When Tanaka Yoshiki started the Arslan Senki novels (he’s still writing them, though the events of this episode were written more than two decades ago) the Taliban didn’t even exist as a named organization, much less one most of the developed world had heard of. So clearly he wasn’t basing their invasion of Pars on the Taliban takeover of Afghanistan, though the burning of every cultural treasure they could get their hands on (including many priceless Hindu and Buddhist relics dating back thousands of years) was part of parcel of both the real and fictional event. But the world didn’t begin in 1994, and history has a tendency to be cyclical.

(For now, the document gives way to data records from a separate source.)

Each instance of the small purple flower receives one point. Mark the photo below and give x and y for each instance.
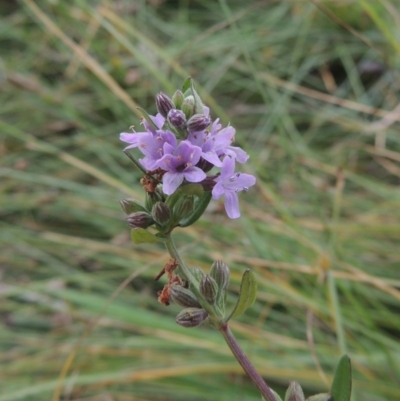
(214, 143)
(133, 138)
(152, 146)
(229, 184)
(233, 151)
(179, 164)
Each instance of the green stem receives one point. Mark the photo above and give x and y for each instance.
(247, 366)
(187, 275)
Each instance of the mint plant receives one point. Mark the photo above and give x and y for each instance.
(187, 159)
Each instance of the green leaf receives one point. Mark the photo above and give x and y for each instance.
(198, 105)
(341, 386)
(247, 295)
(320, 397)
(200, 206)
(187, 84)
(147, 117)
(142, 236)
(277, 396)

The question of “civilization” and what it means to be civilized is very much at the heart of Arslan Senki, it seems to me. The way both Lusitania and Pars are depicted here is troubling, and it’s intended to be. I won’t deny that this was addressed more subtly in the novels than the manga (and the anime which is based on it), but I think that’s a function of medium more than anything. Arakawa-sensei simplified some of this conflict, made it more black and white, and added material at the beginning of the series to bring the question of cultural bias to the forefront in unmistakable terms. And with Etoile’s return to the narrative, we’re starting to see the story’s focus return to that theme.
The way in which these two cultures are presented is not even-handed by any means, though whether you should chalk that up to cultural chauvinism on the part of Arakawa and/or Tanaka is open to debate. There are limits to cultural relativism, to be certain – I would argue that the Allies and Axis should not be presented on equal moral terms, for example. But we’re talking about a slave slate in Pars here, and while they certainly don’t come off well, as the story has progressed Lusitania has increasingly been portrayed as the far more despicable power. At least we are seeing some disquiet in their own ranks over their treatment of civilians and the destruction of Pars’ culture, but it’s clearly a minority view. And the inherent hypocrisy of their belief system is certainly painted in a harsher light than that of the Pars belief system (though that hypocrisy isn’t ignored either).
Against this backdrop we have a very arresting personal story playing out, and especially in Arslan’s case the two themes are never separated by more than a hair’s breadth. The narrative has splintered, with the kids (Arslan, Elam and Etoile) in one branch, Gieve and Falangies in another, and Daryun and Narsus having gone to Ectabana to check up on things for themselves. Interesting things are happening there – we finally get our first hard evidence of fantastical developments, a seeming wizard complete with crystal ball who claims credit for the fog that won the battle for Lusitania and informs Silver Mask of Kharlan’s death. He tells S.M. in no uncertain terms that he can only rely on magical support as long as “his people” see a benefit in it. Clearly, Hermes has pulled out a lot of stops – and likely created a great deal of debt, karmic and practical – in order to fulfill his mission of restitution against those who betrayed his family.
Meanwhile, Arslan is struggling with being relatively useless compared to his compatriots – quite a natural thing for a 14 year-old boy from a warrior tradition forced to rely on others to keep him alive. There can be no question, though, that facing down a Lusitanian squad armed with naught but a dirty hoe was less than smart, no matter that an atrocity was about to take place – but I do give him credit for being smart enough not to reveal his royal sword. It’s only Etoile’s timely arrival which prevents Arslan’s cause from suffering an ignominious end, which calls out the selfishness of his selfless act.
Whenever Arslan and Etoile get together the personal and philosophical sides of Arslan Senki collide head-on, and that’s certainly the case here. Etoile still doesn’t know Arslan is more than just another pampered noble, of course, and she (I’m assuming about that) does have something of a sense of personal honor – she remembers what Arslan did when they met, and truly seems put off by the shameful behavior of the army. But Etoile’s cultural myopia is very real – she seems to see no conflict whatsoever between the opposition to slavery and the principle that if a person isn’t a believer in Yaldaboath their life has no value. This is all part of Arslan’s continuing education it seems – growing evidence that belief systems in themselves are things never to be trusted implicitly.
Meanwhile, back at the adults’ table, we get maybe our best fight of the series so far as Hermes, Narsus and Daryun face off. And while Daryun does manage to knock that mask off, revealing a Zuko-like visage (rather, perhaps, Zuko has a Hermes-like visage) the invincible Daryun is forced to admit that if Narsus hadn’t arrived to help, he’d have been in trouble in single combat. The two are forced to retreat with incomplete intelligence and their work incomplete – not to mention the capital still in a terrible state. But they know enough to paint a picture – Innocentius (the degree of whose whose buffoonery seems out of place in the story) intends to marry Tahemanay (much to the disgust of his chief priest, who practically threatens his ruler’s life in public). One senses that things are beginning to fall apart within the Lusitanian ranks – their victory having been cobbled together among forces that have no loyalty to Lusitania or anyone but themselves.